2011年12月11日 星期日

A conspiracy of silence

Health Secretary Andrew Lansley is still defying the Information Commissioner and refusing to publish a potentially explosive "risk register" on his controversial Health and Social Care Bill - for fear it would scupper the Bill in the Lords in January.

Lansley kept the report under wraps throughout the entire debate on the Bill in the Commons and has now rebuffed efforts by the Evening Standard and others to force its publication under the Freedom of Information Act.

This level of desperation from the Health Secretary (who made a big deal of "open government" last year when he noisily published the controversial McKinsey report outlining 20 billion of savings, after Labour ministers had refused to release it) indicates the extent to which Lansley knows he has lost the argument on the Bill.

Its future hinges on Tory and Lib Dem peers and MPs continuing to accept their role as mushrooms (kept in the dark and inundated with sh*t) nodding through a Bill they have not read or understood, based only on "facts" and briefings from government spin-doctors, and ignoring all of the evidence to the contrary.

The huge Bill has already been extensively amended, although most of the damaging proposals remain intact.

But the Lords vote on one crucial amendment, to restore the duty of the Secretary of State to provide comprehensive health services, has been put back to next January -for fear of a government defeat.

Shadow health secretary Andy Burnham has offered Lansley a face-saving deal in which he would drop the Bill in exchange for Labour support in extending the commissioning role of GPs - but it's clear that Lansley has already gone too far down the road to contemplate any concession.

At Burnham's initiative Labour has belatedly launched a welcome,As many processors back away from hydraulic hose , if fairly half-hearted, campaign against the Bill.
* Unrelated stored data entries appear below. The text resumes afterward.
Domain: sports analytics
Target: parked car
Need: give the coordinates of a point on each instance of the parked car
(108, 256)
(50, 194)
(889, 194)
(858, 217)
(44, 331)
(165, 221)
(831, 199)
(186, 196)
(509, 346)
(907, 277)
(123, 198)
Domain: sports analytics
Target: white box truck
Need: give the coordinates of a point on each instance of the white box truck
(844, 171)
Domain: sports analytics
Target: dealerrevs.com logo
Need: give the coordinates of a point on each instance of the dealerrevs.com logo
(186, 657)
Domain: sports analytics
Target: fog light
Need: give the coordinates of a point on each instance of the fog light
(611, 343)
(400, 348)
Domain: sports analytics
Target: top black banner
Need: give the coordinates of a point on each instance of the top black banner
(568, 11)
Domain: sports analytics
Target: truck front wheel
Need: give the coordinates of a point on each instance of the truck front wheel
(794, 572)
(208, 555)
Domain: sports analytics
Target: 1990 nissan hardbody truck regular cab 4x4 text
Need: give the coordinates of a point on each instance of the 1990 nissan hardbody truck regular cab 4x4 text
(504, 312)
But a useful starting point would be to engage the health unions,This page contains information about molds, which so far remain focused only on the pensions issue and have yet to wage any serious campaign to stop the Bill that could ultimately remove up to one million NHS staff from the NHS balance sheet (and pension scheme).The application can provide Ceramic tile to visitors,

The Bill has lost much of the naive support it initially was able to claim from the medical profession, with polls showing a massive 75 per cent or more of GPs now opposed to key proposals and just one in six GPs willing to have any involvement with commissioning services.

Another worrying survey found overwhelming numbers of GPs expressed concern that they lacked the necessary skills to carry out the commissioning role they are supposed to have under the Bill.

And the British Medical Association's (BMA) GP committee was enraged in November by a Department of Health document making it clear that the real plan all along was for GPs to serve as no more than a rubber stamp for plans and decisions to be taken by private companies carrying out the commissioning work.

The BMA's initial perverse decision not to oppose the white paper or the Bill, but to maintain "constructive engagement" with the government on it, has been tested to destruction with the government turning a deaf ear to the issues raised by the BMA and others.If so, you may have a cube puzzle .

Their patience finally reached breaking point in November when the BMA council finally gave up and changed its policy from merely calling for the Bill's withdrawal to opposing the Bill as a whole.

Meanwhile the wheels are starting to come off even before the Bill becomes law.Enecsys Limited, supplier of reliable solar Air purifier systems,

Even early enthusiasts for the idea of GP commissioning of services are now beginning to give up and pull out of posts in Clinical Commissioning Groups because they do not have the time to do the extra work required. GPs have also been shocked to find that the management allowance will be just 25 per patient.

There are complaints that some CCGs are trying to cherry pick only the best performing and low-cost GP practices, excluding those whose prescribing and referral costs are higher because they cover deprived areas or older groups of patients.

Around 400 public health doctors and academics have joined the fray, signing a hard-hitting open letter warning that the Bill could undermine the long term development of public health policy, and a survey of 1,000 public health experts by the UK Faculty of Public Health showed that a massive majority see the Bill as a "nightmare."